Community members acted fast after a young woman died in December.

Image: Carsten ten Brink / Flickr

Image: Carsten ten Brink / Flickr

A community police-led partnership program has destroyed as many as 1,152 deadly period huts since December 2019 to help end the practice, the Himalayan Times reported Tuesday.

In the process, supporters of the initiatives also worked to educate communities about the laws prohibiting "chhaupadi," a long-standing, outlawed tradition in western Nepal that orders women and girls to sleep in dangerous outdoor huts while they’re menstruating.

A high-profile period hut-related death in December sparked outrage and prompted urgent action against chhaupadi. Parbati Buda Rawat, 21, suffocated to death after she spent three days in a period hut and tried to light a fire to keep warm in freezing temperatures.
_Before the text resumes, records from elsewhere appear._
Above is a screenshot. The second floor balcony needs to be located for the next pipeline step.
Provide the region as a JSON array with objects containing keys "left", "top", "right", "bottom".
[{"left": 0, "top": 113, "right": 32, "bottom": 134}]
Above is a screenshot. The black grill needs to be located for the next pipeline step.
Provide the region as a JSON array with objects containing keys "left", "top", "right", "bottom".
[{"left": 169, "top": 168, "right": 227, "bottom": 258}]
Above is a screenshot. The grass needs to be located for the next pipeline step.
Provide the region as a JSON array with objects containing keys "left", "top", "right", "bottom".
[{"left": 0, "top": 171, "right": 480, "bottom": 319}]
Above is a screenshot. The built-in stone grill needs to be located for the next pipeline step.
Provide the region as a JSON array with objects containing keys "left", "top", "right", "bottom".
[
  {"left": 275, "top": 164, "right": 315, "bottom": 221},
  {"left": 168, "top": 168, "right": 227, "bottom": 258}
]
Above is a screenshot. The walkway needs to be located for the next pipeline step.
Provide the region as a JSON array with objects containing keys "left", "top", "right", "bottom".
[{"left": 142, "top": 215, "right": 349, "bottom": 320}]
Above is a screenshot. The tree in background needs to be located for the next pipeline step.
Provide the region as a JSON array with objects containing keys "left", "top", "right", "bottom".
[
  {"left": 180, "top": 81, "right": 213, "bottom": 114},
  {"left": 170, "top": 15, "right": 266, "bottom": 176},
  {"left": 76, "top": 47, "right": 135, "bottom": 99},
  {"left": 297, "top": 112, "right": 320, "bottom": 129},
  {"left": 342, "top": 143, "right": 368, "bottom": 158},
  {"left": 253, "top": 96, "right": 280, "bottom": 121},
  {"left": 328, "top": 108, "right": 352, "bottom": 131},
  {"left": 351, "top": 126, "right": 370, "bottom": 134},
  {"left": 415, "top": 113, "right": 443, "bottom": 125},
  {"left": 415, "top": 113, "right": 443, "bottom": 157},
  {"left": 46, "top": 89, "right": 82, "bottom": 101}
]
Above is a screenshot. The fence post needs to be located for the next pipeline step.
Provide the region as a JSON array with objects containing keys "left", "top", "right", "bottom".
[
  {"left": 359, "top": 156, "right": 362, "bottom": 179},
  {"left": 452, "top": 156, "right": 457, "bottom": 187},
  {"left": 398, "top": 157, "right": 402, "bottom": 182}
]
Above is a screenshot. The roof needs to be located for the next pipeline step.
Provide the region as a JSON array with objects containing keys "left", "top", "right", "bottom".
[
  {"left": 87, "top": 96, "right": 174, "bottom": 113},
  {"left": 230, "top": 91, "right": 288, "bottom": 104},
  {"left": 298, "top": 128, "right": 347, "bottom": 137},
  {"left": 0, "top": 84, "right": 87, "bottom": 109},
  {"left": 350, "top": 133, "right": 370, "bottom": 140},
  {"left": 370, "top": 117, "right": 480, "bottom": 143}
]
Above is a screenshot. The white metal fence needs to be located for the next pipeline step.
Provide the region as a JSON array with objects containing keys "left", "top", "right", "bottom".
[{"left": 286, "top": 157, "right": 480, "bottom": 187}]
Police arrested Rawat’s brother-in-law after finding her — the first arrest related to a period hut death — to see if he was responsible for banishing her to the hut. The Nepalese government started offering women cash rewards to reject chhaupadi in response to Rawat’s death.

Nepal’s Supreme Court first criminalized chhaupadi in 2005, but the law did not stop the tradition. The process then became punishable with up to three months in prison and a 3,000 rupee ($26) fine in 2017. Despite the ban, many Nepalese families continue to take the chance out of fear that people who menstruate are impure and bad luck.
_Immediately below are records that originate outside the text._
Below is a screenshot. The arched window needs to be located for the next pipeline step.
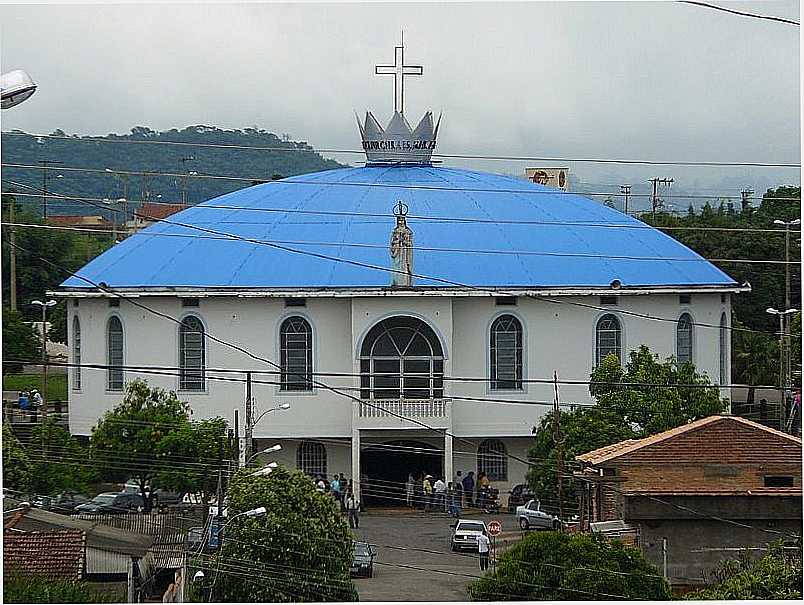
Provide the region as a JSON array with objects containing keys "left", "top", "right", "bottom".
[
  {"left": 360, "top": 317, "right": 444, "bottom": 399},
  {"left": 279, "top": 317, "right": 313, "bottom": 391},
  {"left": 106, "top": 315, "right": 124, "bottom": 391},
  {"left": 477, "top": 439, "right": 508, "bottom": 481},
  {"left": 720, "top": 313, "right": 729, "bottom": 385},
  {"left": 676, "top": 313, "right": 692, "bottom": 365},
  {"left": 296, "top": 441, "right": 327, "bottom": 477},
  {"left": 490, "top": 315, "right": 522, "bottom": 390},
  {"left": 595, "top": 314, "right": 623, "bottom": 365},
  {"left": 73, "top": 315, "right": 81, "bottom": 391},
  {"left": 179, "top": 315, "right": 207, "bottom": 391}
]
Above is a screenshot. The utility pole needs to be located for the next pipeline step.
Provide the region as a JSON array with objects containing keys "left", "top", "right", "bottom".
[
  {"left": 648, "top": 177, "right": 675, "bottom": 219},
  {"left": 620, "top": 185, "right": 631, "bottom": 215},
  {"left": 244, "top": 372, "right": 254, "bottom": 460},
  {"left": 38, "top": 160, "right": 64, "bottom": 222},
  {"left": 553, "top": 370, "right": 564, "bottom": 528},
  {"left": 740, "top": 187, "right": 754, "bottom": 213}
]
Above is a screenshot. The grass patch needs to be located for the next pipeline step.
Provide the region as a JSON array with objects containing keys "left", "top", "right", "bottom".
[{"left": 3, "top": 374, "right": 67, "bottom": 401}]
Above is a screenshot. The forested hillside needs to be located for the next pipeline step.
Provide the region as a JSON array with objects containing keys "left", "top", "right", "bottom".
[{"left": 2, "top": 126, "right": 341, "bottom": 214}]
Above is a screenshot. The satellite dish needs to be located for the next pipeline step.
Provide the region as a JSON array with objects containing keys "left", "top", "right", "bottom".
[{"left": 0, "top": 69, "right": 36, "bottom": 109}]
When people who menstruate are isolated and ostracized because of the natural process, they are at risk of developing negative feelings about their bodies, experiencing psychosocial stress, and not practicing safe menstrual hygiene.

Women from a range of socioeconomic backgrounds in different areas practice chhaupadi. Nearly 8 out of 10 girls in western Nepal sleep in period huts when they are menstruating. Over the past decade, 14 women in Achham district and three in the Bajura district died in period huts, according to the Himalayan Times. Suffocation, snakebites, and fire caused most of the deaths.

To stop chhaupadi for good, experts recommend not only focusing on the negative effects on women’s health, but also using activism and education to tackle the social issues and cultural taboos at play.